15
Jun
2021
Frank Serpico

Frank Serpico

Imagine you’re a police officer working the streets of 1960s New York. Imagine that you apprehend somebody and you’re immediately offered a bribe. -Would you take it? Assuming you don’t, would you still refuse it when your partner does? Would you still refuse it when it turns out every other police does? And now they’re all leaning on you for not taking the money. Would you still refuse then? Of course, you wouldn’t because in the movies, you’re the good guy but this is the real world in 1960s New York and for Frank Serpico, the risks with refusal are terrifying real. 

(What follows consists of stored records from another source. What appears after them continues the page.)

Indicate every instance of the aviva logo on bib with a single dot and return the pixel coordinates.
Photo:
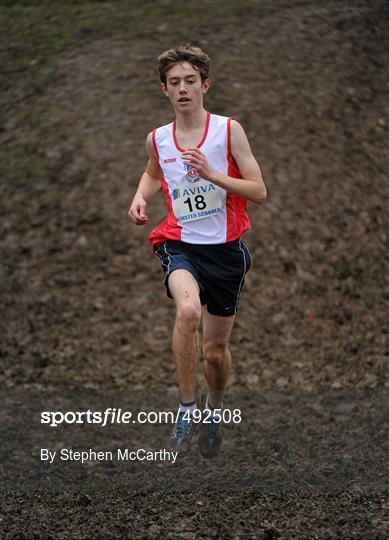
(187, 192)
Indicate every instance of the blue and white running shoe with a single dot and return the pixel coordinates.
(181, 435)
(210, 436)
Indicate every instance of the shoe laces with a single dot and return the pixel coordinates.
(183, 427)
(214, 428)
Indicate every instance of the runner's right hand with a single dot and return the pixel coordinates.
(137, 211)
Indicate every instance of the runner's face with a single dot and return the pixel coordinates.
(184, 87)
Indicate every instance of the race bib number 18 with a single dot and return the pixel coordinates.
(196, 201)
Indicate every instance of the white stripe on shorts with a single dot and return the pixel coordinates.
(242, 280)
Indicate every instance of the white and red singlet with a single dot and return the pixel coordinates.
(199, 212)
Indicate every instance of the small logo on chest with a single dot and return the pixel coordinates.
(191, 174)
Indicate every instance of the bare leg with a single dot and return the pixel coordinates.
(186, 294)
(217, 357)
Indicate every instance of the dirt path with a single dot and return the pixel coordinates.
(87, 320)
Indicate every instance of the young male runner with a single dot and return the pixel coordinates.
(207, 172)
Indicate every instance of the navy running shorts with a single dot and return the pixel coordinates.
(219, 270)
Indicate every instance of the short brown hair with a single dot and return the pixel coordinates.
(184, 53)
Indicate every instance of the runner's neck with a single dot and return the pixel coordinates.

To understand who Frank Serpico is, director Antonino D’Ambrosio takes us back to Serpico’s upbringing and life before the NYPD

Now, this isn’t the Sidney Lumet film with Al Pacino. That came after, this is the real-life documentary where the actual Frank Serpico takes back through his life and what’s happened since – and as is often the case – the truth is stranger than celluloid. 

To understand who Frank Serpico is, director Antonino D’Ambrosio takes us back to Serpico’s upbringing and life before the NYPD. Trained as a social worker, Frank always through being a cop was meant to help keep kids out of jail, rather than them in one. However, policing in New York of the 1960s and 1970s it turns out is a succession of hustles and shakedowns – and that’s just from the boys in blue. Where it was expected that every new police officer would respect the contract and selectively turn a blind eye, Frank was built like that. Sticking true to his father’s words of never “run when you’re right”, Frank was never going to be the “go along to get along” guy that everybody expected him to be.

Later pushed into the plainclothes narcotics division, this was a promotion that resembled a bona fide death sentence. Hoping that the streets would do the crooked police chiefs bidding, they almost get their way when Frank is shot point-blank in the face on an arrest. However, saved by a member of the public, Frank amazingly recovers and agrees to talk to The New York Times about the bribes he’s seeing every day. As the story breaks and it becomes a public investigation Frank worries less about the death threats he’s getting than the ones he doesn’t. 

However, Antonino D’Ambrosio documentary Frank Serpico doesn’t stop there or the iconic movie about Frank that followed. Instead we see a man who is still trapped by a truth that doesn’t recognise, city boundaries or even national borders. Full of touching re-unions and Frank Serpico finishes in the modern-day with a chilling sign-off that really elevates this documentary into being the essential companion piece to Al Pacino’s turn in Serpico.

Quite often you might find yourself in life asking yourself what can one person do? And then somebody like Frank Serpico comes along and shows you and for that, it’s worth every one of its 98 minutes.